Wrest away fibre control

According to the Windsor Star, the province of Ontario pledged $385 million in assistance to Ford Motor Company and the feds are looking at matching that.
It works out to better than $1 million per job created. Apparently southwestern Ontario has been hard hit by the loss of manufacturing jobs.
Here in Rainy River District, the feds and province probably would not have to invest $200 million to get the mill in Fort Frances up and running. It only might take wresting control of the Crossroute Forest from Resolute.
Rumours throughout Borderland indicate that Packaging Corporation of America, which operates the mill in International Falls, is interested in acquiring the Fort Frances mill complex.
Both mills, when constructed and run for almost 100 years, were fully integrated and shipped fibre back and forth over the bridge. The two mills complemented each other by making different products—one specializing in specialty groundwood while the other made fine paper.

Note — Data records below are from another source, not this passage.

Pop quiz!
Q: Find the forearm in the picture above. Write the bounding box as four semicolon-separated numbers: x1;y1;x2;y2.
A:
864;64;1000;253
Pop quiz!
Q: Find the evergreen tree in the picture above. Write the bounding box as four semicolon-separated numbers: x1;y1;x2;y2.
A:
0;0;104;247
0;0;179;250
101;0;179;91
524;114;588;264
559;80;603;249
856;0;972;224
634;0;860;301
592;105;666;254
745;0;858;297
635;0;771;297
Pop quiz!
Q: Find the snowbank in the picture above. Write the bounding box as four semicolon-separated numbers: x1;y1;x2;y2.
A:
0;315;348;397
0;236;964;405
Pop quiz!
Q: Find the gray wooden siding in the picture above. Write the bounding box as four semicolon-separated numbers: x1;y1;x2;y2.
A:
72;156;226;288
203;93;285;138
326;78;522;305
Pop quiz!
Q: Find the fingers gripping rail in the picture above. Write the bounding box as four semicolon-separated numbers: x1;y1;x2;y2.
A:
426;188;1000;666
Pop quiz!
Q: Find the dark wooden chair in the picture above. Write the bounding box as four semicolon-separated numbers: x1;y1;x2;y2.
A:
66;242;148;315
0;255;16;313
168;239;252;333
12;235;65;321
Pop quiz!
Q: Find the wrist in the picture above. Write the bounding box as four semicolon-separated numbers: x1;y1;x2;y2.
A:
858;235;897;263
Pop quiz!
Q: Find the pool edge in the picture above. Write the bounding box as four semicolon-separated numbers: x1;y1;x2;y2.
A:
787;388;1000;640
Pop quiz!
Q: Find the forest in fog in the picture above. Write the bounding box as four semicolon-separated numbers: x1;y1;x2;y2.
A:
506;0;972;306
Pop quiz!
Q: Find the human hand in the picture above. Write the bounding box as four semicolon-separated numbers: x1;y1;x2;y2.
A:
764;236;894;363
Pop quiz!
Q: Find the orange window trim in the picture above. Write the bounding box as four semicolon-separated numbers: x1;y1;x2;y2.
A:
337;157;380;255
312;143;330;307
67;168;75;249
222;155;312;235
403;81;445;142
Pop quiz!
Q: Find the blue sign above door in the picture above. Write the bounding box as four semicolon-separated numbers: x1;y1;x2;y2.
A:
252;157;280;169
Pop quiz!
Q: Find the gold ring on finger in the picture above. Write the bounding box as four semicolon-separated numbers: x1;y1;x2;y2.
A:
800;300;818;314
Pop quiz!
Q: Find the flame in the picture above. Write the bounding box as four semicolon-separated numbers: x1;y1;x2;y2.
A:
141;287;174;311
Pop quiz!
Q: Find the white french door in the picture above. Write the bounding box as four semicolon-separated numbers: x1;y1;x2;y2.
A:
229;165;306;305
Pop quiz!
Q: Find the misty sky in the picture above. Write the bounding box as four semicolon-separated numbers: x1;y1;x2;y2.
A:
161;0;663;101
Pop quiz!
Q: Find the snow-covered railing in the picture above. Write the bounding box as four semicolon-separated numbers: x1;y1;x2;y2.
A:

Rumours indicate the stumbling block to a deal is that Resolute wants to continue to control the fibre, meaning the purchasers of the mill would have to buy their fibre from Resolute.
The deal requires a willing buyer and a willing seller. However, one wants a deal with strings attached; the other wants a deal without strings.

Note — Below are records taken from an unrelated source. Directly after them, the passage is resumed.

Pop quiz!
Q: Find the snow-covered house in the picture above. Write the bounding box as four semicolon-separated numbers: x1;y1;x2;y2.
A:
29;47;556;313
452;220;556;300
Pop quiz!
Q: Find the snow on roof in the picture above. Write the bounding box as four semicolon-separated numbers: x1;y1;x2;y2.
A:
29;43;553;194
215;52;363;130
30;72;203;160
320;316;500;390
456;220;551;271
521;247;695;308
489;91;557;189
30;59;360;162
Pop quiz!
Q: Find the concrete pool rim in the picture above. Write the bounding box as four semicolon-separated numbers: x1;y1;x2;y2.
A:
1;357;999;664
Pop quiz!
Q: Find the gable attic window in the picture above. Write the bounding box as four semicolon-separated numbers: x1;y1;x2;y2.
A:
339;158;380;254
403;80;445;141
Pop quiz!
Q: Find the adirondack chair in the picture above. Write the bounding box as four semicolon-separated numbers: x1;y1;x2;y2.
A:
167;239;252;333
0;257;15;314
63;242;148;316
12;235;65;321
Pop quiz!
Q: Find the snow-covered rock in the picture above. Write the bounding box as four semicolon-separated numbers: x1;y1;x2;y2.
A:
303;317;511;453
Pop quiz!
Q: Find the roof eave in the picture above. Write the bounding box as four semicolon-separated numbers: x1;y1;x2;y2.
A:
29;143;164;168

Currently, Resolute Forest Products manages and controls the wood allotment for the Crossroute Forest. Historically, the wood of that forest has been assigned to the mill at Fort Frances.
The agreement between the province and Backus was created in 1904. All of the corporate owners of the mill in Fort Frances always have received their wood from the forest and the Ministry of Natural Resources and Forestry still certifies that the wood is dedicated to the mill here.

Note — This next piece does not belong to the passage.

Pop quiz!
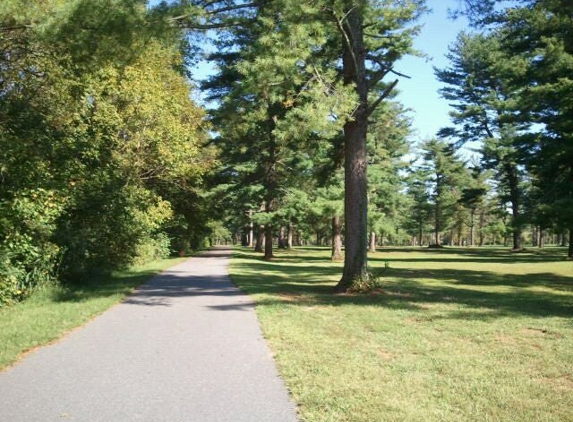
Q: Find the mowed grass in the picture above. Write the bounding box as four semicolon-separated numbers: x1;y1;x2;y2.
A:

Resolute has continued—despite the closing of the Fort Frances mill—to manage the Crossroute Forest and allocate the fibre. Today, most of the fibre is not being used and the province is losing valuable timber stumpage fees.
The majority of the fibre being used is going to Thunder Bay. Meanwhile, Ainsworth (located in Chapple) and Manitou Forest Products could use more fibre to expand their operations.
The province could apply pressure to Resolute to sell the mill by removing its management of the Crossroute Forest and transferring it to an Enhanced Forest Management group, managed by the municipalities and First Nations of Rainy River District.
That group would determine where the fibre from the Crossroute Forest would be delivered.
In removing the fibre from Resolute, it might make the sale of the Fort Frances mill more attractive to the company. The province also could then step in and finance upgrades of the mill to the new operation.
It helped the Ford Motor Company with $1 million per job created; helping the district might not require that $1 million per worker to modernize the mill here. Jobs would be created and the province again would see its revenues from the forests grow.
The governing Liberals would be able to show they really do care about creating jobs in the region farthest from Queen’s Park.
It would take political will by Premier Kathleen Wynne, as well as the ministers of Northern Development and Mines and the Ministry of Natural Resources and Forestry, who both happen to find their homes in Thunder Bay.